# Thread: Basic Linear Algebra Proof

1. ## Basic Linear Algebra Proof

Consider the homogeneous system of linear equations
$ax + by = 0$
$cx + dy = 0$
Prove that if $ad - bc \not= 0$, then $x = 0,y=0$ is the only solution to the system.

First, I tried rewriting the system of equations to get $y = -\frac{a}{b} x$ and $y = -\frac{c}{d} x$. This would have probably helped me in the proof, but I realized that I may not be able to divide by $b$ and $d$ because they may be $0$.

Maybe I could use the contrapositive to prove this. Proving the statement "If $ad - bc = 0$, then $x = 0, y = 0$ is not the only solution to the system. I'd have to show that there are more solutions. I am not sure how to do this though. Although, this seems like the easiest way to prove it.

Can anyone give me some help?
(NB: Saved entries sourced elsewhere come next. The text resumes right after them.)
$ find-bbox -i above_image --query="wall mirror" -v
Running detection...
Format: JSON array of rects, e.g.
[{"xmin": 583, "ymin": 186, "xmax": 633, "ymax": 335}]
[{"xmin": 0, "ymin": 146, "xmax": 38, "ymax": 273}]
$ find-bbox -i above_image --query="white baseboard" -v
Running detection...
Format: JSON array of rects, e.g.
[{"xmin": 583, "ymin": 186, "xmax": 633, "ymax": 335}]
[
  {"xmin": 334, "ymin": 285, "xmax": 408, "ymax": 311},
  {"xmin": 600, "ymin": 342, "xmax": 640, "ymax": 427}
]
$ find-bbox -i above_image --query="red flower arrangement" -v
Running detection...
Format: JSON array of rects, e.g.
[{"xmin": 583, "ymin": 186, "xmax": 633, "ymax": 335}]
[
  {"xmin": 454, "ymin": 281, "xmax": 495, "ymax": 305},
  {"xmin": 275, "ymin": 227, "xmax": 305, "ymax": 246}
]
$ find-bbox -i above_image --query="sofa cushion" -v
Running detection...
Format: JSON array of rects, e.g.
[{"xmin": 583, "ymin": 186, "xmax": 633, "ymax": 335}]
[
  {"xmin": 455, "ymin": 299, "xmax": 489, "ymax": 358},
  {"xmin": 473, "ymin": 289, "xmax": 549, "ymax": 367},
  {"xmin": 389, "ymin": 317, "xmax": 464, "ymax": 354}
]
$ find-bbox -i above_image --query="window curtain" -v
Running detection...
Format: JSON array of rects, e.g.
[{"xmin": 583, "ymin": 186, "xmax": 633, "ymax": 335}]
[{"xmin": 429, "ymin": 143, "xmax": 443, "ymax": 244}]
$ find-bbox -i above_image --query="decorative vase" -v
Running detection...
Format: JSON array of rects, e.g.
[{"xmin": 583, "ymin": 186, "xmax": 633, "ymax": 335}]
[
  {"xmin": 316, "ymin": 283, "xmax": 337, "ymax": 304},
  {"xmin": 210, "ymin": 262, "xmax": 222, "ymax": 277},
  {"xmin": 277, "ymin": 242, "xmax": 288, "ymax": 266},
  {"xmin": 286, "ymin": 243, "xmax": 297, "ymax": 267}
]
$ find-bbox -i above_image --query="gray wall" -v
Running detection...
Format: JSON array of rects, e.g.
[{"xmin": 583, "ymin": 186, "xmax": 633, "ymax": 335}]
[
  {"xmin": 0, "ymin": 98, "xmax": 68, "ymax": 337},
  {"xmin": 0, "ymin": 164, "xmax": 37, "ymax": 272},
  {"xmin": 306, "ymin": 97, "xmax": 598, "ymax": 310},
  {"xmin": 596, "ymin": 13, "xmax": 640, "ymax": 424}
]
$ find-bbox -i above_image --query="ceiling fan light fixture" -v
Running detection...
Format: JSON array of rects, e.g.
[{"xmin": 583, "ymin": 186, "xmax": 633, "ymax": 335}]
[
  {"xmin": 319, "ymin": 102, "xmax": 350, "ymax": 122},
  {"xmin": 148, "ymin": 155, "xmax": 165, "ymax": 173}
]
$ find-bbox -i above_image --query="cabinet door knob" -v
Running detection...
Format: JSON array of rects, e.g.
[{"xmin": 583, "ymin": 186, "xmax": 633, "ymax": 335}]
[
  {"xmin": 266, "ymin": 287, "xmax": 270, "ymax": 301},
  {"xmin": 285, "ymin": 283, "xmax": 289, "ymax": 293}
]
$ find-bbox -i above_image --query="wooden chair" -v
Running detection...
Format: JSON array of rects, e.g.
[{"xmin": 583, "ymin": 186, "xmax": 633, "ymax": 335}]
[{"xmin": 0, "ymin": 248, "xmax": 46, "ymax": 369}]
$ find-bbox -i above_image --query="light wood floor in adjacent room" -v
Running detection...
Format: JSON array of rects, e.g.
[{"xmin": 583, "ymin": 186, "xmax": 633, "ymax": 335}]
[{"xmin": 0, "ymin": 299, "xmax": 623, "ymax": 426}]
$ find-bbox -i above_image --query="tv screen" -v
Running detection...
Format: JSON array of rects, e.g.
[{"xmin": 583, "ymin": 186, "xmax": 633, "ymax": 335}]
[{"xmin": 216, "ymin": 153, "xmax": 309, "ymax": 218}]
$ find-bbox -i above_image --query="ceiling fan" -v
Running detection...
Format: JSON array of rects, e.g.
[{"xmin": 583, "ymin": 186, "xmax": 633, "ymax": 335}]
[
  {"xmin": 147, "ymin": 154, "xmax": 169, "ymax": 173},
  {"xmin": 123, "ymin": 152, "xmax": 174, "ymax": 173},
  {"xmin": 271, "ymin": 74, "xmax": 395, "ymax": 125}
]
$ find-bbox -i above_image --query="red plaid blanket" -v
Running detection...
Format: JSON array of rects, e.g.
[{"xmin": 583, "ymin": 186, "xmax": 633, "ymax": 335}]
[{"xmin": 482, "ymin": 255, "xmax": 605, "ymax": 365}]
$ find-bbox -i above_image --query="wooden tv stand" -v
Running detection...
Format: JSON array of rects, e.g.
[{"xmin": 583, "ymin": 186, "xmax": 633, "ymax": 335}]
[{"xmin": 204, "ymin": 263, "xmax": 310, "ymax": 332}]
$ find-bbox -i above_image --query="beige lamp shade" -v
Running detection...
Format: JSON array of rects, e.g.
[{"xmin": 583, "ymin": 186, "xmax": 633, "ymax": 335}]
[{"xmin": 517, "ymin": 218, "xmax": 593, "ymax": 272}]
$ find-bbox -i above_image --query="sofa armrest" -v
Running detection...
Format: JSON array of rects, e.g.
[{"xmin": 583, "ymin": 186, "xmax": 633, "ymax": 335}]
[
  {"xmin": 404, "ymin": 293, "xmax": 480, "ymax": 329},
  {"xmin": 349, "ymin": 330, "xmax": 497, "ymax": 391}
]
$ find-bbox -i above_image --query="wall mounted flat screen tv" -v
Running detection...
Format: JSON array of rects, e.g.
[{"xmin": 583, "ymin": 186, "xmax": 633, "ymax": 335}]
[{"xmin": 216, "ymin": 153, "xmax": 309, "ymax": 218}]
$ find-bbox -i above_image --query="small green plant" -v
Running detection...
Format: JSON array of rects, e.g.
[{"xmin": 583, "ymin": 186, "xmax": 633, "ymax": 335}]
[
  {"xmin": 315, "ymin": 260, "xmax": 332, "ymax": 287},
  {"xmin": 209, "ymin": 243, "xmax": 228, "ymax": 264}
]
Thanks in advance.

2. Originally Posted by Jacobpm64
Consider the homogeneous system of linear equations
$ax + by = 0$
$cx + dy = 0$
Prove that if $ad - bc \not= 0$, then $x = 0,y=0$ is the only solution to the system.
If the determinant, $ad-bc$, is non-zero then this equation has exactly one solution i.e. the trivial solution.

But, it seems you never learned how determinants correspond to linear equations, thus we will do it another way.

You can write,
$adx+bdy=0$
$bcx+bdy=0$
Subtract two equations,
$(ad - bc) x = 0$
Since $ad-bc\not =0$ it means $x = 0$ which in turn implies $y=0$. Thus, there is only the trivial solution.

3. oh, i screwed up.. it was an if and only if..

I proved that part pretty easily..

the part i actually needed help with is the other direction.

If x = 0, y = 0 is the only solution, then $ad - bc \not= 0$